The preoperative, intraoperative, and postoperative data of 54 patients with cirrhosis who had major hepatectomy were compared with those of 25 patients with underlying chronic active hepatitis and 22 patients with normal livers undergoing major hepatectomy for HCC. The data had been prospectively collected.

INTERVENTION

Major hepatectomy, defined as resection of two or more liver segments by Goldsmith and Woodburn nomenclature, was performed on all the patients.

MAIN OUTCOME MEASURE

Hospital mortality, which was defined as death within the same hospital admission for the hepatectomy.

RESULTS

Preoperative liver function in patients with cirrhosis was worse than in those with normal livers. The intraoperative blood loss was also higher (P = .01), but for patients with cirrhosis, chronic active hepatitis, and normal livers, the hospital mortality rates (13%, 16%, and 14%, respectively) were similar. The hospital mortality rate for patients with cirrhosis in the last 2 years of the study was only 5%. Patients with cirrhosis could tolerate up to 10 L of blood loss and survive the major hepatectomy.

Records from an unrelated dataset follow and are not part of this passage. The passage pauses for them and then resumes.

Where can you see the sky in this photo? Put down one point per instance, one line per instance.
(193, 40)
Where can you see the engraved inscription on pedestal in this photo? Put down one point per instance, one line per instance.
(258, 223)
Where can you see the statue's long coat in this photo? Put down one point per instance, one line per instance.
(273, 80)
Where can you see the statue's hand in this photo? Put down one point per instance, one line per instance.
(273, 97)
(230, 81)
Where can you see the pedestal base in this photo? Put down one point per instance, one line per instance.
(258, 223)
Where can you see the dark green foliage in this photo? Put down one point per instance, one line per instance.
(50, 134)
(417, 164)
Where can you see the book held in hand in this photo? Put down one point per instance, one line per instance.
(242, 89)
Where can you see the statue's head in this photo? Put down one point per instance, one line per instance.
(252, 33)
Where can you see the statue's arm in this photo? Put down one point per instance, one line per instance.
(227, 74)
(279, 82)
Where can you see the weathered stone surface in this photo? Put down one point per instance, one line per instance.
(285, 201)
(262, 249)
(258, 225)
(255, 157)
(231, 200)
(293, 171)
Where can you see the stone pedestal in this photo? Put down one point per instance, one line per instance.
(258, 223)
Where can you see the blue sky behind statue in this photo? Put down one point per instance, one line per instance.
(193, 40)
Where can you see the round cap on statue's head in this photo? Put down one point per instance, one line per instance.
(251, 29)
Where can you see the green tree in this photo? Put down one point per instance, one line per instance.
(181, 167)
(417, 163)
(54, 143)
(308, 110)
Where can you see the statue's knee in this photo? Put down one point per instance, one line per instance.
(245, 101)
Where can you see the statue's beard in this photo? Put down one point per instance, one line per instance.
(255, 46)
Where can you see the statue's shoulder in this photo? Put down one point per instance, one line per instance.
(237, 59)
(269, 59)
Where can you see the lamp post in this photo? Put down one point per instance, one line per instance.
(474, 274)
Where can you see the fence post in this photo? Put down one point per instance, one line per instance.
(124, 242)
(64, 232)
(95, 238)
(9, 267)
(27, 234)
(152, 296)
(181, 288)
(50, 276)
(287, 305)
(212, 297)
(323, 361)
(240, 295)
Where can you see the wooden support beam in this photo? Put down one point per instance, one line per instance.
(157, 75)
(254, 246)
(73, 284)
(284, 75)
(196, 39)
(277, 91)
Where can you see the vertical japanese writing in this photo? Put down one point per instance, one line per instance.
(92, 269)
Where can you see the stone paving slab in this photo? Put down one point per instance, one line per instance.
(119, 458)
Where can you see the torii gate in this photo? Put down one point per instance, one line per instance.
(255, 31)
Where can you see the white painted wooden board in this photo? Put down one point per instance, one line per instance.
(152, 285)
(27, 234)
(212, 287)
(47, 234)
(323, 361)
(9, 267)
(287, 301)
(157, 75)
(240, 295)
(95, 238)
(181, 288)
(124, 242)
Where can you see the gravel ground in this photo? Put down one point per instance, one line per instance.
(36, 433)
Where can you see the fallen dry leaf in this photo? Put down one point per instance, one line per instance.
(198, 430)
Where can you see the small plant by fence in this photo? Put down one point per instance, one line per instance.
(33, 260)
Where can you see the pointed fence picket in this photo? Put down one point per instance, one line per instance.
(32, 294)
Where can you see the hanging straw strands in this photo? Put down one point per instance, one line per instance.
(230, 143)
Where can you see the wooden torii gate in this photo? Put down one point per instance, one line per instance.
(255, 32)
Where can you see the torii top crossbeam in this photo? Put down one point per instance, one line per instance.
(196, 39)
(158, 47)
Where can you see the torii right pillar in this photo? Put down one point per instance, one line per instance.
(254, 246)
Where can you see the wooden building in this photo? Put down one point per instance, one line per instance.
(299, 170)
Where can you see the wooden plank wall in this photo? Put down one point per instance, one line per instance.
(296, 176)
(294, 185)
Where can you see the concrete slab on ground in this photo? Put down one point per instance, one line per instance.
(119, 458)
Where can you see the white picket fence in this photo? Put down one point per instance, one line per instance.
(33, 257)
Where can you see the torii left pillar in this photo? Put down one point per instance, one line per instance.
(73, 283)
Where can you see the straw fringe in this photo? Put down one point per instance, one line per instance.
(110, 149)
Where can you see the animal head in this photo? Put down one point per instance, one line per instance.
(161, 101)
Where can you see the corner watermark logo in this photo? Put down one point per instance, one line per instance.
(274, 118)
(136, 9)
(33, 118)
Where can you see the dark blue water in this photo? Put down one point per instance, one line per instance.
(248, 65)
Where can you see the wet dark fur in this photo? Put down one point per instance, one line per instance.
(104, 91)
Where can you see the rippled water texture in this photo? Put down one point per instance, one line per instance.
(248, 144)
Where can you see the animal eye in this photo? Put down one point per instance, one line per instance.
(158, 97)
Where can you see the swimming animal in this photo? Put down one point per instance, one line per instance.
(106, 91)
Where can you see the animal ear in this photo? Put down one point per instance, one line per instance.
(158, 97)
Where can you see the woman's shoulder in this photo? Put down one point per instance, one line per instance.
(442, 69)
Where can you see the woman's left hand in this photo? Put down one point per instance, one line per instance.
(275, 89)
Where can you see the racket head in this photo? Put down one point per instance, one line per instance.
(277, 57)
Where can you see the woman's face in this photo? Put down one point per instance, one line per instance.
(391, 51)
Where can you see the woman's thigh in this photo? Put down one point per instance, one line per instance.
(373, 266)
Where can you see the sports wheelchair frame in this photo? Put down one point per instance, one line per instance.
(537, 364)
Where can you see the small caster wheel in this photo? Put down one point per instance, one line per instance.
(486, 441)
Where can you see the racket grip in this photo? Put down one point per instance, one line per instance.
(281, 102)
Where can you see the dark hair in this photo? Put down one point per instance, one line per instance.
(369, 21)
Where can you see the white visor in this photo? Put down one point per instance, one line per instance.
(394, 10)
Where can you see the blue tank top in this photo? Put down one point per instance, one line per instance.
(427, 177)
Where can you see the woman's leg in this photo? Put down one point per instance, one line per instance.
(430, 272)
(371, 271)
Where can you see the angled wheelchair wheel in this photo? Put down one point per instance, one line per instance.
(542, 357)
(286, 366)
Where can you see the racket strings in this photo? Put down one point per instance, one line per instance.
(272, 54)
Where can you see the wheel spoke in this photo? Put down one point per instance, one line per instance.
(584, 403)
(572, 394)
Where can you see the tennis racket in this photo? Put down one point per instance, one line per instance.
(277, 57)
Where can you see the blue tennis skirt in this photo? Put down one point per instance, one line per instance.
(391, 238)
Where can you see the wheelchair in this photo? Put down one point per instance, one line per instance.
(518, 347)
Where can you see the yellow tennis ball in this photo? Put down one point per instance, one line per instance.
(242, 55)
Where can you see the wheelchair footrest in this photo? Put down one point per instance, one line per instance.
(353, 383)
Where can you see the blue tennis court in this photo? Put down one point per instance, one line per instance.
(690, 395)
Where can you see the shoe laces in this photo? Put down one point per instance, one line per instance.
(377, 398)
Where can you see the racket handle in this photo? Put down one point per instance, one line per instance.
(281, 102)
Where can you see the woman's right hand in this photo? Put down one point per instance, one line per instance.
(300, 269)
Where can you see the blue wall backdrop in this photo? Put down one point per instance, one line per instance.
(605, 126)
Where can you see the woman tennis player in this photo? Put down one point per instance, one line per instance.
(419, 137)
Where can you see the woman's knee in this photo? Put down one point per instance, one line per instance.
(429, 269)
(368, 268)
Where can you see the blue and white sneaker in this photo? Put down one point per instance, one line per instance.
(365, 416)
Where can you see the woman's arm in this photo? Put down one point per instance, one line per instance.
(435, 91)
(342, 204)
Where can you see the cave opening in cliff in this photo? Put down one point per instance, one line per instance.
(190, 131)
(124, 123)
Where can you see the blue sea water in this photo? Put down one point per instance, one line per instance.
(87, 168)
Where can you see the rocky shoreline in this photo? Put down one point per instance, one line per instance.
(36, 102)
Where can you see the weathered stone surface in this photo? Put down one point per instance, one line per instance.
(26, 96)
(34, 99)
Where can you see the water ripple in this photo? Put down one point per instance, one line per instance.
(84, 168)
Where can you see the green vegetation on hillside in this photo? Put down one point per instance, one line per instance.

By discriminant analysis, an ICG retention of 14% at 15 minutes was the cutoff level that could maximally separate the patients with cirrhosis with and without mortality.

CONCLUSION

Major hepatectomy for HCC in the presence of cirrhosis is associated with a mortality rate that is not different from the rate for patients with normal livers. An ICG retention of 14% at 15 minutes would serve as a better selection criterion than the 10% previously used.

摘要

目的

明确肝硬化合并肝细胞癌(HCC)患者接受肝大部切除术的安全性以及基于医院死亡率的手术选择标准。

设计

许多外科医生认为,肝硬化患者行HCC肝大部切除术存在禁忌,因为报道的死亡率较高(26%至50%)。既往研究人员建议,仅选择Child A级或15分钟吲哚菁绿(ICG)潴留率低于10%的患者进行肝大部切除术。因此,我们对1989年至1994年间接受肝大部切除术的HCC合并肝硬化患者进行了一项调查。

地点

一家三级转诊中心。

患者

将54例接受肝大部切除术的肝硬化患者的术前、术中和术后数据与25例潜在慢性活动性肝炎患者以及22例因HCC接受肝大部切除术的正常肝脏患者的数据进行比较。这些数据是前瞻性收集的。

干预

所有患者均接受肝大部切除术,根据Goldsmith和Woodburn命名法,肝大部切除术定义为切除两个或更多肝段。

主要观察指标

医院死亡率,定义为肝大部切除术后同一住院期间内死亡。

结果

肝硬化患者的术前肝功能比正常肝脏患者差。术中失血量也更高(P = 0.01),但肝硬化患者、慢性活动性肝炎患者和正常肝脏患者的医院死亡率分别为13%、16%和14%,相似。研究最后2年肝硬化患者的医院死亡率仅为5%。肝硬化患者能够耐受高达10 L的失血量并在肝大部切除术后存活。通过判别分析,15分钟时ICG潴留率为14%是最大程度区分有或无死亡的肝硬化患者的临界值。

结论

肝硬化合并HCC患者行肝大部切除术的死亡率与正常肝脏患者的死亡率无差异。15分钟时ICG潴留率为14%可作为比先前使用的10%更好的选择标准。